Der Stellenwert von Visualisierungen in der öffentlichen Planungskommunikation

Collage aus Fotos, Karten, Luftbildern, Schwarzplänen, Stadtteilplänen und Text zum Überblick über die Geschichte der Stadtentwicklung in der Luisenstadt im Rahmen der Internationalen Bauausstellung IBA 84. Quelle: FHXB Friedrichshain-Kreuzberg Museum ©

Wir leben gegenwärtig in einer zunehmend von Medien bestimmten Welt, die durch die beinahe ubiquitäre Medienpräsenz alle Lebensbereiche mehr und mehr durchdringt und somit auch immer rasanter verändert. Dabei nehmen Visualisierungen als Mittel zur Sichtbarmachung, vereinfachenden Darstellung sowie Vermittlung abstrakter oder komplexer inhaltlicher Zusammenhänge einen allumfassenden Stellenwert in gegenwärtigen Kommunikationsprozessen zu beinahe allen Themenbereichen ein.[1]

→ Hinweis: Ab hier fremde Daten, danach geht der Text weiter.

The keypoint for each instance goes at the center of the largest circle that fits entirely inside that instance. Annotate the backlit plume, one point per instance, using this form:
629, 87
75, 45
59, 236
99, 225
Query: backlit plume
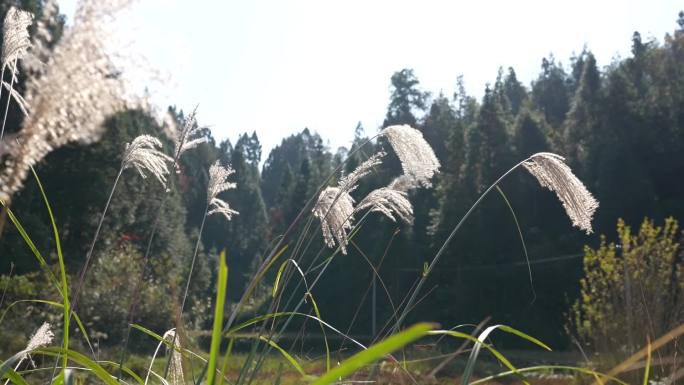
72, 87
218, 183
418, 160
554, 174
335, 210
389, 202
15, 36
143, 153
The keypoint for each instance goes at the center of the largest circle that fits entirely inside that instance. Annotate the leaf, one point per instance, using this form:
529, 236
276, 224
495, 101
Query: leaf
218, 318
375, 352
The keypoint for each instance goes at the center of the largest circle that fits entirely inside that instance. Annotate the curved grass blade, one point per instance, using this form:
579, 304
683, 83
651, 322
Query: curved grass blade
166, 342
83, 360
285, 354
32, 246
548, 367
375, 352
62, 269
522, 241
470, 365
218, 318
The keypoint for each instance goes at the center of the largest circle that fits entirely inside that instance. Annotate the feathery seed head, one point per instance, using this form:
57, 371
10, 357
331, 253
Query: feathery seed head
176, 364
350, 182
335, 210
16, 41
553, 174
418, 160
74, 84
218, 180
142, 153
221, 207
42, 337
389, 202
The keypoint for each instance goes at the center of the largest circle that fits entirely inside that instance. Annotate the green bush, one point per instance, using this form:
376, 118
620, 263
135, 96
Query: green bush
632, 289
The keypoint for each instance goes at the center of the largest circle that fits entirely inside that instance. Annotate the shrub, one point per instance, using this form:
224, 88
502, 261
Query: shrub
632, 289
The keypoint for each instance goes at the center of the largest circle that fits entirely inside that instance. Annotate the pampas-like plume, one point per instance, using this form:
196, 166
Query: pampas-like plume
189, 136
218, 183
418, 160
389, 202
15, 36
176, 364
42, 337
72, 88
142, 153
335, 209
554, 174
350, 182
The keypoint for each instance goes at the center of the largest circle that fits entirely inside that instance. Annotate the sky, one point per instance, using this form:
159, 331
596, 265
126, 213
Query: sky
276, 66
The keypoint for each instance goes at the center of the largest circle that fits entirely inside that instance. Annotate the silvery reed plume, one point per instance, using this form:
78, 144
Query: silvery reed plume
389, 202
218, 183
335, 210
418, 161
71, 89
142, 153
42, 337
15, 45
553, 174
335, 207
15, 37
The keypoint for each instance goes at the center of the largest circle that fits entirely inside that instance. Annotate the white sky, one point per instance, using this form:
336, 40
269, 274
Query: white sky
279, 66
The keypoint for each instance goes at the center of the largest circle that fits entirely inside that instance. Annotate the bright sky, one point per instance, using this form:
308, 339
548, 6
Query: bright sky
279, 66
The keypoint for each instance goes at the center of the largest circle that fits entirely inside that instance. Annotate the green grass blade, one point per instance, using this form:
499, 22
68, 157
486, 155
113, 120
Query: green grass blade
575, 369
15, 377
62, 269
83, 360
470, 365
522, 335
218, 318
32, 246
285, 354
166, 342
375, 352
226, 358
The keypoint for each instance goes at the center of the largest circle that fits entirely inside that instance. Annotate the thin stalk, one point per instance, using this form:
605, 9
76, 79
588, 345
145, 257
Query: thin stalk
187, 287
424, 277
89, 255
9, 95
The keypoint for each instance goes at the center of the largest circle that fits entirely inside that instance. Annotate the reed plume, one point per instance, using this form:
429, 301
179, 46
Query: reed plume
218, 183
42, 337
142, 154
73, 86
335, 210
553, 174
389, 202
418, 161
15, 37
350, 182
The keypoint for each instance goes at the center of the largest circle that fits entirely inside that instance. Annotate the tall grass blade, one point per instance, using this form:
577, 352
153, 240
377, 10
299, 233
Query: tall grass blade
62, 270
285, 354
647, 370
375, 352
218, 318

Die Begriffe Medialisierung und Medienwandel versuchen, das Zusammenwirken von technologischen Innovationen, kommunikativen Veränderungen sowie Digitalisierungs- und Globalisierungsprozessen mit dem Wandel von Gesellschaft und Kultur wissenschaftlich zu erklären.[2] Interdisziplinäre Forschungen ergründen dabei eine Vielzahl an relevanten Faktoren dieses Medienwandels und führen stets die Prozesshaftigkeit und stete Dynamik des Medienwandels an, ohne dabei aber der historischen Komponente komplexer prozessualer Entwicklungen große Aufmerksamkeit zu schenken. Obwohl die Medien- und Kommunikationsgeschichte bereits seit den 1970er Jahren medienbezogene Forschung betreibt, sind die Erforschung medienhistorischer Prozesse sowie Aspekte der Mediennutzung eher neuere Ansätze. Die mit dem iconic turn in den 1990er Jahren durchgesetzte Einsicht der Relevanz visueller Quellen hat zum einen die interdisziplinäre, zum anderen die thematische Ausdifferenzierung von Forschung zu und über (visuelle) Medien begünstigt.[3]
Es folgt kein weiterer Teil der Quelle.